It was announced not long after the Pittsburgh Steelers made some roster cuts earlier this offseason that a number of players would be changing their jersey numbers. After the team released Mike Mitchell, Joe Haden jumped at the chance to get his number 23 back.
That made the number 21 that Haden had worn the previous season available. Prior to that, Robert Golden had worn it since coming into the league. But that was Sean Davis’ number, and for good reason, and when it slipped through from Golden to Haden and then to nobody, he, too, jumped at the chance of taking it as his own.
That was the number that Washington Redskins safety Sean Taylor wore before he was murdered. Taylor was on his way to being one of the greats, and a lot of young players grew up looking up to him and what he was accomplishing on the field.
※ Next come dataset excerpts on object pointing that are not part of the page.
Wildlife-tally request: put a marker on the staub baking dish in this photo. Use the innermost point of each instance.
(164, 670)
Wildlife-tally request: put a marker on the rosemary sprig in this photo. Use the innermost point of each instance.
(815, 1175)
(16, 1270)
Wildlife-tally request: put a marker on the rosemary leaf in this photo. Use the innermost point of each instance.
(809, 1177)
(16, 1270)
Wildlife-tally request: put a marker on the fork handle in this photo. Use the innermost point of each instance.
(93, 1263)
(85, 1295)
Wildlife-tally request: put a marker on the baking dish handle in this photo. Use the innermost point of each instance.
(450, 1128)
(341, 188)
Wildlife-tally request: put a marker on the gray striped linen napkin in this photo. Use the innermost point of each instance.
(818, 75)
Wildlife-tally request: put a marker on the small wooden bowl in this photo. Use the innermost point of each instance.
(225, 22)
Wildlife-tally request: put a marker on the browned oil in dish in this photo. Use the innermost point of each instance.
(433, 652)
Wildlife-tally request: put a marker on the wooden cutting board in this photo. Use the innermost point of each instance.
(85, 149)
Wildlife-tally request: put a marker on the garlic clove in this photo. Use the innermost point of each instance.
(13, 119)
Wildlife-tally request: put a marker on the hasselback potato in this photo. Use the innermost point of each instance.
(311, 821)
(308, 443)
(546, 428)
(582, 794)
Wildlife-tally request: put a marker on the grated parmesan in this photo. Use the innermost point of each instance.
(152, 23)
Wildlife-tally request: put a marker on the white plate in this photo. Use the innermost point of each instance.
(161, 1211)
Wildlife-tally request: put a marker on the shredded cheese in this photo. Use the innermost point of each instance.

Davis was one of them, growing up in Maryland and watching Washington’s games. “I tried to emulate him in my play and hopefully I can continue to do the same”, he recently told the team’s website, saying that he idolized Taylor.
“That was my number since my freshman year of high school. It means a lot to me. When it became available, I had to get on it”, Davis said. “I am really proud to wear his number. I had been wearing it for eight years. Hopefully I can summon up some Sean Taylor talent wearing it. I am going to wear it with pride. I am going to play really hard in it”.
The 2016 second-round pick spent his first two seasons in the league donning the number 28, which Mike Hilton took once it became available. Wearing 31 as a first-year player in 2017, he too jumped at the chance when the number he wore for years, both in high school and college, became available.
There was a chain reaction with Mitchell’s release. Haden, owning Taylor’s number, got his number back. Davis as a result got his Taylor jersey number back, and then Hilton got his own old number from Davis.
And now they’re all more comfortable in their new skins. “I loved number 31”, Hilton said, “but number 28 is personally who I am”, in case you needed some more proof of just how important a jersey number can be to these professional athletes. Look good, feel good. Feel good, play good.
Of course it doesn’t always work out. Ryan Clark long wanted to wear the number 21 jersey in Pittsburgh. He actually played with Taylor while they were both in Washington. But he was never able to, though he wore it in practices.
Now, I don’t think anybody is actually going to play better because they like the number on their jersey more than another. But that doesn’t make it any less personally valuable to these players to have the numbers they’re comfortable in.